Fraud Law Resources for Oregon and Washington
Fiduciary Duties Arise from Agreement
Washington has adopted the Restatement 2nd of Agency § 1:
(1) Agency is the fiduciary relation which results from the manifestation of consent by one person to another that the other shall act on his behalf and subject to his control, and consent by the other so to act.
(2) The one for whom action is to be taken is the principal.
(3) The one who is to act is the agent.
As the court held in Keene v. Board of Accountancy, 77 Wn. App. 849; 894 P.2d 582 (1995):
Moreover, Keene's power of attorney made him Morris's agent, and thus conferred on him the fiduciary duty of loyalty that accompanies that relationship. See Bryant v. Bryant, 125 Wash. 2d 113, 118, 882 P.2d 169 (1994); Restatement (Second) of Agency § 1(1) (1958). This duty required Keene to avoid any possible conflict of interest by acting solely in her interest. In the time-honored words of Justice Cardozo, the fiduciary relationship requires "not honesty alone, but the punctilio of an honor the most sensitive.. . ." Meinhard v. Salmon, 249 N.Y. 458, 464, 164 N.E. 545, 62 A.L.R. 1 (1928).

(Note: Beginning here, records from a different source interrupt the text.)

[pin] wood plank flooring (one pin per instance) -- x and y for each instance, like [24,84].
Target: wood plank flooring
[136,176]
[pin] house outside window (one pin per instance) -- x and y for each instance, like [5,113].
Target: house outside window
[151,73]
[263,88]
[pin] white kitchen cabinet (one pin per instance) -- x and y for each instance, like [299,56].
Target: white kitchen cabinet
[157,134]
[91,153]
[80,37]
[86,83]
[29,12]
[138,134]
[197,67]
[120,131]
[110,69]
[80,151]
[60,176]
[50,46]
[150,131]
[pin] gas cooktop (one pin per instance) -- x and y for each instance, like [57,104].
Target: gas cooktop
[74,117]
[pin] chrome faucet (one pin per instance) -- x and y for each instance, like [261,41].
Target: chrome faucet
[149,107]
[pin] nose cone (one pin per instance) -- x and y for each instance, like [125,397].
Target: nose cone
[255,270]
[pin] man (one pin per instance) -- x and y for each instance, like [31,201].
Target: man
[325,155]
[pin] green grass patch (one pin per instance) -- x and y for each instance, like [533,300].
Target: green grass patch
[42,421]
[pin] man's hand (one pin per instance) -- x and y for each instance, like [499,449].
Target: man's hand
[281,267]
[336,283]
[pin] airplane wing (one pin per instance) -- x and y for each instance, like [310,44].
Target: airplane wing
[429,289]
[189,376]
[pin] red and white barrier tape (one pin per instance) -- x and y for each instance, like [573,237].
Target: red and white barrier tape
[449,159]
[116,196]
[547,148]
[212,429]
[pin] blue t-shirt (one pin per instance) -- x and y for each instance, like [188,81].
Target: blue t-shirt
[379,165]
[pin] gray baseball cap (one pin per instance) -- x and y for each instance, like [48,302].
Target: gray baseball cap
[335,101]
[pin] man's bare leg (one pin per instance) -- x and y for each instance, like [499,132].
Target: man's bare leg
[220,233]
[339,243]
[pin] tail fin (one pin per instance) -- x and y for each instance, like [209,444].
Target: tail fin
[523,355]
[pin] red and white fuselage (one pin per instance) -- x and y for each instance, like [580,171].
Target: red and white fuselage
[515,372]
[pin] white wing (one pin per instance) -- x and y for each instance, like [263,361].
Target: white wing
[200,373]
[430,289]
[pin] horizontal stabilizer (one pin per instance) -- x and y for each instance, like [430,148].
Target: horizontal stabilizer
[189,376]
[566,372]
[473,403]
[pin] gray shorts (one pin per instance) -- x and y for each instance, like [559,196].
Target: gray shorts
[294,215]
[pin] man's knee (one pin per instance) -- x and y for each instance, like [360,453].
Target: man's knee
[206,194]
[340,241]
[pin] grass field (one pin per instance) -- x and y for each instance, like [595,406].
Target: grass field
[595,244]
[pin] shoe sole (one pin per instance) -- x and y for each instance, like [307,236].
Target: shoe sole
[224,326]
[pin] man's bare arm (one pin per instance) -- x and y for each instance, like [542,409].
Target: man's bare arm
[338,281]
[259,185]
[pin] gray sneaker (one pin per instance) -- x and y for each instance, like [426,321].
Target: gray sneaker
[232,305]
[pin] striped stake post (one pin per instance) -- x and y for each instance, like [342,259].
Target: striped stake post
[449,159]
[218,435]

An agent who has dominion and control of his principal’s property is a fiduciary. The Washington Supreme Court explained this rule in Bryant v. Bryant, 125 Wash. 2d 113, 118, 882 P.2d 169 (1994);
The agent becomes a fiduciary upon acquiring dominion and control over the principal's property. Moon v. Phipps, 67 Wn.2d 948, 955, 411 P.2d 157 (1966). In handling the principal's property, the fiduciary is bound to act with the utmost good faith and loyalty.